The Sierra Club is acting like a 2-year-old with a water gun.
If you give my youngest, Declan, a hydrogen-loaded weapon, I assure you he would fire it off like a crazed assassin. Shots would be sprayed in every direction, and everybody and every thing would be a target.
The cross hairs of the nation’s most bothersome environmental group appear to be just as loose. San Francisco’s Board of Supervisors passed an ordinance to allow residential developers to add more parking spots to their new apartment buildings as long as they are dedicated for car-share programs.
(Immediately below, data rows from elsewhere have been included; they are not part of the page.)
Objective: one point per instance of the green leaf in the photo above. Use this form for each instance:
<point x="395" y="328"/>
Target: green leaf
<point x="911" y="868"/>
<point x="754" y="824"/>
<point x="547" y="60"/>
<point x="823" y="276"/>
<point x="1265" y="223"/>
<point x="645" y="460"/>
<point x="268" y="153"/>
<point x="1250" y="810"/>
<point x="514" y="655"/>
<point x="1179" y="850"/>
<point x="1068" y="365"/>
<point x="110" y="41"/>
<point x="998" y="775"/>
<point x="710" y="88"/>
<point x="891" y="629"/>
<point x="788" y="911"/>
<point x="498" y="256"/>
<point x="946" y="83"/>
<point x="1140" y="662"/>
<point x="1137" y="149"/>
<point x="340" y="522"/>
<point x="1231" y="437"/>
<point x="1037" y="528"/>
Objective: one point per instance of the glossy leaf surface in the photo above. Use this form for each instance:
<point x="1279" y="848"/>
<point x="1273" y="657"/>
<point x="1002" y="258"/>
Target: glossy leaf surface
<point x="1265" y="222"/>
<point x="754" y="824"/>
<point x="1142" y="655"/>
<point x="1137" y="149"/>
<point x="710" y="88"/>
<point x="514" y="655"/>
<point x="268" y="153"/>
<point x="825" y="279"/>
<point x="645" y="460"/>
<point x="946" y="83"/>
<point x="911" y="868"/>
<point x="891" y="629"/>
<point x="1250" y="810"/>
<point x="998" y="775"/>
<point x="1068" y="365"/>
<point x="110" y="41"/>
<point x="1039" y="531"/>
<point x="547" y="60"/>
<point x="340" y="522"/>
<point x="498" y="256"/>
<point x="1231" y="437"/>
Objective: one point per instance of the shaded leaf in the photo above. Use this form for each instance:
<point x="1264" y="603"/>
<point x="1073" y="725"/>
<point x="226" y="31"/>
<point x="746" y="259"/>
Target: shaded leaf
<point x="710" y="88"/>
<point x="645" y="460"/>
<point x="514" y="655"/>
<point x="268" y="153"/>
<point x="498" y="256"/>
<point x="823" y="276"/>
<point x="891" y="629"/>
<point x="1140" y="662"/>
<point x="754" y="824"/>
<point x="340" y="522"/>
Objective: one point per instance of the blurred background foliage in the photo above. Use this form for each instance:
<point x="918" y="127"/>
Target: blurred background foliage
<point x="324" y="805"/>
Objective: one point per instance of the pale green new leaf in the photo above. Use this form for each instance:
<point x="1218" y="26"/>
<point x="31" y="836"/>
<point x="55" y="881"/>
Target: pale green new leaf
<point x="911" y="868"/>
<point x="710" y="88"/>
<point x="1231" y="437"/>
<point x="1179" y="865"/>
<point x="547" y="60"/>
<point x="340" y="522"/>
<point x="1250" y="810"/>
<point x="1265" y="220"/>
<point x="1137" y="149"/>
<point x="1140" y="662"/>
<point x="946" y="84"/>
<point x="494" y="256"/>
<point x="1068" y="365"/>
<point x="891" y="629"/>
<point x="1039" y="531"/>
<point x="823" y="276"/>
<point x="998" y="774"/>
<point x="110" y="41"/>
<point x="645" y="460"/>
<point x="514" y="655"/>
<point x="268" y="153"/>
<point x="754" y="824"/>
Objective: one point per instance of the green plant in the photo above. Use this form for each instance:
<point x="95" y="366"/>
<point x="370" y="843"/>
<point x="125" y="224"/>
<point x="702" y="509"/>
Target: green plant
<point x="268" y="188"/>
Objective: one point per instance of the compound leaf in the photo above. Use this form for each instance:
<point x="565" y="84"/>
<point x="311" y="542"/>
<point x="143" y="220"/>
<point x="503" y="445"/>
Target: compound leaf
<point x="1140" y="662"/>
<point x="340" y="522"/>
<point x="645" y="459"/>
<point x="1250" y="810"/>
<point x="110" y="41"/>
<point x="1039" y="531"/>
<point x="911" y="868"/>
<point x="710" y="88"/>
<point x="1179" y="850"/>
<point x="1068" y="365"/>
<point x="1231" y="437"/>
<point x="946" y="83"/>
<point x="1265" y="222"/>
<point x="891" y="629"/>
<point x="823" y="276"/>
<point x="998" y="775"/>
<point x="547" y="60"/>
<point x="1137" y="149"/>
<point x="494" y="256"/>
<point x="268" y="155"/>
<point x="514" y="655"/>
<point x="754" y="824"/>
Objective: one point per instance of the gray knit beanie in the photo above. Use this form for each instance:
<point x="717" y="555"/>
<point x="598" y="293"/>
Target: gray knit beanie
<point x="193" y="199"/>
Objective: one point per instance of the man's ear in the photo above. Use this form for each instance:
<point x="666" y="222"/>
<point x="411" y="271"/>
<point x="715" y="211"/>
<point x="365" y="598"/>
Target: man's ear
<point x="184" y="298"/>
Unlike a 2-year-old, San Francisco is way into sharing when it comes to cars that travel on local routes. Its non-profit City CarShare allows users to choose a vehicle—one of them an environmentally conscious Toyota Prius—that they can use for a few hours before returning it so someone else could enjoy a drive.
At first glance, it looks like the Sierra Club has a legitimate argument. Club Secretary Sue Vaughan said the plan “will add to overall congestion and negatively impact the flow of transit and air quality.”
Those who do not have access to a car can suddenly have one if they are a paying CarShare member. However, a recent University of California-Berkeley study found that after signing up with a car-sharing program, almost half of households with a car got rid of their vehicle. San Francisco’s Board of Supervisors provided a more detailed statistic, stating that each new car-share vehicle replaces between eight and 10 private cars.
Apparently, city developers are literally pushing out San Francisco’s CarShare program. The biggest complaint among members is that parking spaces at gas stations and open-air lots are dwindling when those areas get converted into buildings and other uses.
What I don’t understand is why the nation’s top environmental watchdog is questioning something that has a green undertone. The Sierra Club should wait and see the actual effects of this movement, but instead it just wants to take a green garden hose to the idea and soak it to death.